И Орлов громко захохотал.

«Выдумщица, — мысленно одобрил он. — Никогда не знаешь, что ей взбредет в голову».

— Это верно — я скучный, — согласился он.

— И не находчивый. — Она улыбнулась ему.

Он охотно подтвердил:

— Угадала — не находчивый.

Таня вдруг поднялась, обогнула быстро стол и поцеловала его — ткнулась губами в колючую щеку с отросшей за день щетинкой. Выпрямившись, она положила руку ему на плечо и звонко, усилив голос, проговорила:

— Ты можешь больше не бояться за меня, Федя! Мне правда очень хорошо сейчас, как будто ничего не было со мной. И дышится легко, и все...

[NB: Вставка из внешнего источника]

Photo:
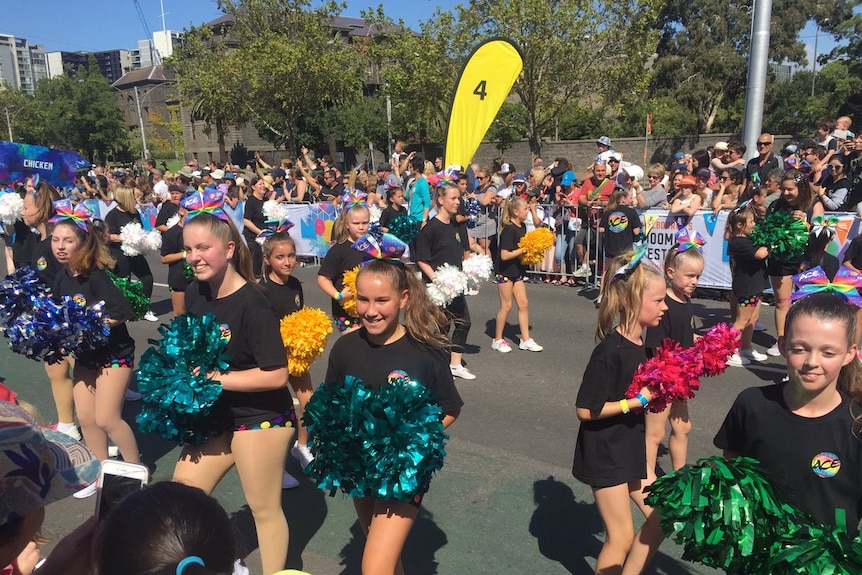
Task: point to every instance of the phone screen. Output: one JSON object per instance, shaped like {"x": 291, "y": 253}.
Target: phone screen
{"x": 114, "y": 489}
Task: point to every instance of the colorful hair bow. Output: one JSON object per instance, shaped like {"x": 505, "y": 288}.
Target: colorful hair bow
{"x": 824, "y": 224}
{"x": 77, "y": 213}
{"x": 272, "y": 227}
{"x": 623, "y": 272}
{"x": 687, "y": 240}
{"x": 845, "y": 285}
{"x": 209, "y": 201}
{"x": 387, "y": 247}
{"x": 353, "y": 197}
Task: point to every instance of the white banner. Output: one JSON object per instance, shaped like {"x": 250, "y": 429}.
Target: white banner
{"x": 716, "y": 273}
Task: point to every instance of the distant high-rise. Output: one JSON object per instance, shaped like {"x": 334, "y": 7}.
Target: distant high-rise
{"x": 21, "y": 64}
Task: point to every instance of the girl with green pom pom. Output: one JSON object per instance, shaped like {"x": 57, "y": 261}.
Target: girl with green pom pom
{"x": 381, "y": 349}
{"x": 800, "y": 201}
{"x": 610, "y": 453}
{"x": 805, "y": 431}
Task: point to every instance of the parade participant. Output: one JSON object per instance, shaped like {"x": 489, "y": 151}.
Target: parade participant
{"x": 800, "y": 201}
{"x": 683, "y": 266}
{"x": 254, "y": 416}
{"x": 38, "y": 209}
{"x": 381, "y": 347}
{"x": 510, "y": 277}
{"x": 100, "y": 376}
{"x": 439, "y": 243}
{"x": 804, "y": 431}
{"x": 284, "y": 292}
{"x": 610, "y": 454}
{"x": 341, "y": 257}
{"x": 124, "y": 213}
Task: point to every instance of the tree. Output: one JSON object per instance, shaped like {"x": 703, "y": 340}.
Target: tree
{"x": 573, "y": 51}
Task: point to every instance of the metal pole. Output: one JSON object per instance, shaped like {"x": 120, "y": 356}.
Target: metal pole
{"x": 9, "y": 124}
{"x": 756, "y": 84}
{"x": 141, "y": 121}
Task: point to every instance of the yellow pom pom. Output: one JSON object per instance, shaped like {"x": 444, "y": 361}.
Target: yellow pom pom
{"x": 535, "y": 245}
{"x": 349, "y": 303}
{"x": 304, "y": 334}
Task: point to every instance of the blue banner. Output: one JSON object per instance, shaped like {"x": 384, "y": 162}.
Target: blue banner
{"x": 21, "y": 161}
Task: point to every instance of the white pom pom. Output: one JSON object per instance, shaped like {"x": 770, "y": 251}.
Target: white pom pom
{"x": 11, "y": 205}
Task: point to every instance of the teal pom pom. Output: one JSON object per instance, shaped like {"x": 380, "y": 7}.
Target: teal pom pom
{"x": 404, "y": 228}
{"x": 385, "y": 442}
{"x": 726, "y": 514}
{"x": 133, "y": 291}
{"x": 174, "y": 379}
{"x": 784, "y": 236}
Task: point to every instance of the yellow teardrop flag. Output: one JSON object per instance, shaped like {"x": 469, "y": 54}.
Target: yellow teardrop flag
{"x": 485, "y": 83}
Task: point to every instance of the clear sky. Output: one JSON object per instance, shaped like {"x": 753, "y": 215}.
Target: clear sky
{"x": 95, "y": 25}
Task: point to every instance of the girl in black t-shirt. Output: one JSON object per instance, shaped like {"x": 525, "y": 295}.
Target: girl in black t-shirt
{"x": 285, "y": 294}
{"x": 610, "y": 454}
{"x": 683, "y": 266}
{"x": 255, "y": 409}
{"x": 100, "y": 376}
{"x": 349, "y": 227}
{"x": 510, "y": 277}
{"x": 380, "y": 348}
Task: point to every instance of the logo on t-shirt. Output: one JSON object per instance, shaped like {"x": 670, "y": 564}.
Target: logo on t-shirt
{"x": 826, "y": 465}
{"x": 618, "y": 222}
{"x": 225, "y": 332}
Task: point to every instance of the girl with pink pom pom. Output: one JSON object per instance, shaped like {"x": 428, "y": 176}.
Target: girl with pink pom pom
{"x": 610, "y": 453}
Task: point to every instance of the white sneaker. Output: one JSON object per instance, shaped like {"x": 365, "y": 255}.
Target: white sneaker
{"x": 88, "y": 491}
{"x": 288, "y": 481}
{"x": 530, "y": 345}
{"x": 302, "y": 454}
{"x": 753, "y": 354}
{"x": 582, "y": 272}
{"x": 461, "y": 371}
{"x": 501, "y": 345}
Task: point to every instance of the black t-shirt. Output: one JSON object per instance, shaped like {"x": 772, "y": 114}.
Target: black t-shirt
{"x": 95, "y": 288}
{"x": 675, "y": 324}
{"x": 749, "y": 274}
{"x": 248, "y": 320}
{"x": 610, "y": 451}
{"x": 116, "y": 219}
{"x": 172, "y": 243}
{"x": 815, "y": 463}
{"x": 285, "y": 298}
{"x": 166, "y": 212}
{"x": 253, "y": 213}
{"x": 439, "y": 244}
{"x": 619, "y": 226}
{"x": 354, "y": 355}
{"x": 339, "y": 259}
{"x": 509, "y": 238}
{"x": 389, "y": 213}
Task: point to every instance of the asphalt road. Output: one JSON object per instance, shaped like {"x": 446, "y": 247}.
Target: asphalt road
{"x": 506, "y": 501}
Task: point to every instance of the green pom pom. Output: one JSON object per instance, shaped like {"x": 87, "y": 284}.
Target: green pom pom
{"x": 725, "y": 514}
{"x": 784, "y": 236}
{"x": 133, "y": 291}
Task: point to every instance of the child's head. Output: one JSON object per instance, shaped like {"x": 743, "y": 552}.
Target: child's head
{"x": 213, "y": 245}
{"x": 818, "y": 342}
{"x": 156, "y": 528}
{"x": 682, "y": 270}
{"x": 633, "y": 299}
{"x": 279, "y": 254}
{"x": 383, "y": 289}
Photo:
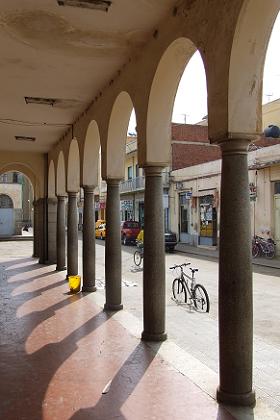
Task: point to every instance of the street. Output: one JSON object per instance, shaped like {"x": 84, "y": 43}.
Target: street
{"x": 195, "y": 335}
{"x": 192, "y": 345}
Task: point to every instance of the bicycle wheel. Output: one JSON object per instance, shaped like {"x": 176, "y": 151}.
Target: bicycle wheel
{"x": 270, "y": 251}
{"x": 137, "y": 258}
{"x": 201, "y": 299}
{"x": 255, "y": 250}
{"x": 179, "y": 291}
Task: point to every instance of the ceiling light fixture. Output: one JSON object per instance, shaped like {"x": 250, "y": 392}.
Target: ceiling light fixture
{"x": 87, "y": 4}
{"x": 40, "y": 101}
{"x": 25, "y": 138}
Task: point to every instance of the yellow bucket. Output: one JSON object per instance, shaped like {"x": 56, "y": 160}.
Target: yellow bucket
{"x": 74, "y": 283}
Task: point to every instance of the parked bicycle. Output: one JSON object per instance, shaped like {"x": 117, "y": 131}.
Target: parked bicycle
{"x": 193, "y": 294}
{"x": 139, "y": 253}
{"x": 262, "y": 247}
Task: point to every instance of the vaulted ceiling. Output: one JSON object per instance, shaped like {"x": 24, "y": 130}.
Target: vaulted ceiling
{"x": 64, "y": 53}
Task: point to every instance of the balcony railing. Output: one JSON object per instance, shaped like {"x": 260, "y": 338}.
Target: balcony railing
{"x": 134, "y": 184}
{"x": 138, "y": 183}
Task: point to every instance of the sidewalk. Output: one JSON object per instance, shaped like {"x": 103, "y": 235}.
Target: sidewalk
{"x": 214, "y": 255}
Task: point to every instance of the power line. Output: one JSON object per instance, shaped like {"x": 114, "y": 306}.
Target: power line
{"x": 10, "y": 121}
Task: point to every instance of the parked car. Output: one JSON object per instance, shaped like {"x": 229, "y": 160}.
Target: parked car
{"x": 170, "y": 239}
{"x": 100, "y": 231}
{"x": 99, "y": 222}
{"x": 129, "y": 231}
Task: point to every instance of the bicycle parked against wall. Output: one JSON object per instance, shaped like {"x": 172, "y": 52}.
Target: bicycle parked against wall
{"x": 139, "y": 253}
{"x": 186, "y": 290}
{"x": 262, "y": 247}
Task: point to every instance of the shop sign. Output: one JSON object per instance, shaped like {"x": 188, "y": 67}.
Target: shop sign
{"x": 127, "y": 205}
{"x": 252, "y": 191}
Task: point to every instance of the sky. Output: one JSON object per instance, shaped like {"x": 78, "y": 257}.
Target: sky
{"x": 191, "y": 100}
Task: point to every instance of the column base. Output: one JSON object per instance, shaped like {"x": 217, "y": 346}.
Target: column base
{"x": 89, "y": 289}
{"x": 153, "y": 337}
{"x": 109, "y": 307}
{"x": 60, "y": 268}
{"x": 245, "y": 400}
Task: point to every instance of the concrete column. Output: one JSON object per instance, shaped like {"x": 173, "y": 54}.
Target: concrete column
{"x": 60, "y": 233}
{"x": 235, "y": 278}
{"x": 88, "y": 241}
{"x": 52, "y": 217}
{"x": 35, "y": 230}
{"x": 72, "y": 235}
{"x": 42, "y": 230}
{"x": 154, "y": 258}
{"x": 113, "y": 270}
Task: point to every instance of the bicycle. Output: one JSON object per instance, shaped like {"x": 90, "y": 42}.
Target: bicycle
{"x": 194, "y": 295}
{"x": 139, "y": 253}
{"x": 263, "y": 247}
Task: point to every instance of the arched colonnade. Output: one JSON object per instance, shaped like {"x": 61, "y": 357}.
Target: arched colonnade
{"x": 148, "y": 83}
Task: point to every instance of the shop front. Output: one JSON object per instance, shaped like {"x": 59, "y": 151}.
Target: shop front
{"x": 208, "y": 221}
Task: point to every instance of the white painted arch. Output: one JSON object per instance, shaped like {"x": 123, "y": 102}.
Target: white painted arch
{"x": 249, "y": 47}
{"x": 61, "y": 175}
{"x": 51, "y": 180}
{"x": 117, "y": 134}
{"x": 91, "y": 155}
{"x": 161, "y": 100}
{"x": 73, "y": 168}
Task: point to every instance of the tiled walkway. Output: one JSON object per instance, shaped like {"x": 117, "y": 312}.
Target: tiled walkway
{"x": 62, "y": 357}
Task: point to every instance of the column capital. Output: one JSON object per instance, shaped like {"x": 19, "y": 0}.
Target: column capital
{"x": 61, "y": 197}
{"x": 72, "y": 193}
{"x": 153, "y": 170}
{"x": 52, "y": 200}
{"x": 89, "y": 189}
{"x": 113, "y": 181}
{"x": 235, "y": 146}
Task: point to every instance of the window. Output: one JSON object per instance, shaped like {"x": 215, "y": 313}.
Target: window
{"x": 129, "y": 172}
{"x": 277, "y": 187}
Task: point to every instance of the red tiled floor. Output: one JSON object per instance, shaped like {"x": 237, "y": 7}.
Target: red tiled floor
{"x": 59, "y": 351}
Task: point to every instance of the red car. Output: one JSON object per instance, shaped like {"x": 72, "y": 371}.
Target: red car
{"x": 129, "y": 231}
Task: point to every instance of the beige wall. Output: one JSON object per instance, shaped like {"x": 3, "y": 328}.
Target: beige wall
{"x": 201, "y": 179}
{"x": 15, "y": 192}
{"x": 31, "y": 165}
{"x": 271, "y": 113}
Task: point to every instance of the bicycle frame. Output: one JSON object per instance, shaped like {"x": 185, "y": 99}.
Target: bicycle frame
{"x": 185, "y": 279}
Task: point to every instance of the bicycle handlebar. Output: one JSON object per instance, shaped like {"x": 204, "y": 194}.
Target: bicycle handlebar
{"x": 179, "y": 266}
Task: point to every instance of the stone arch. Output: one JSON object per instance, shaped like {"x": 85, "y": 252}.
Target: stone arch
{"x": 117, "y": 133}
{"x": 61, "y": 175}
{"x": 248, "y": 52}
{"x": 161, "y": 100}
{"x": 6, "y": 202}
{"x": 73, "y": 167}
{"x": 90, "y": 162}
{"x": 26, "y": 171}
{"x": 51, "y": 181}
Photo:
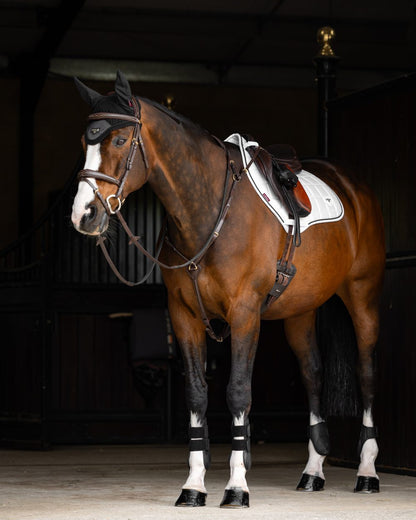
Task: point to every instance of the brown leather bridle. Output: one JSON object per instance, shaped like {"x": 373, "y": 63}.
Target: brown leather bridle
{"x": 137, "y": 140}
{"x": 193, "y": 264}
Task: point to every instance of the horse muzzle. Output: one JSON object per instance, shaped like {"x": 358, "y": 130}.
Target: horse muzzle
{"x": 93, "y": 222}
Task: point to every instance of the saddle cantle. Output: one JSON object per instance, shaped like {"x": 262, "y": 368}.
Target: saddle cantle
{"x": 281, "y": 166}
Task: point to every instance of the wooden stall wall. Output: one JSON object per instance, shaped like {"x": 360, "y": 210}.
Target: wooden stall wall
{"x": 374, "y": 133}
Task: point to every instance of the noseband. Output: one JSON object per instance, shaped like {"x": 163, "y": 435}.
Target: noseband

Он был растроган ее поцелуем, и в его взгляде появилось выражение беспомощности.

— Я соскучилась по тебе... И я вовсе не давала обета целомудрия, — очень звонко, как бы преодолевая что-то в себе, сказала она.

— Ах ты... бедовая голова, — пробормотал он. — Рыбочка...

Их супружеская близость давно уже была прервана ее болезнью, и Федор Григорьевич в следующее мгновение встревожился за нее, отстранился. Но она опять поцеловала его, обняла, он почувствовал на своей голове ее пальцы — и промолчал...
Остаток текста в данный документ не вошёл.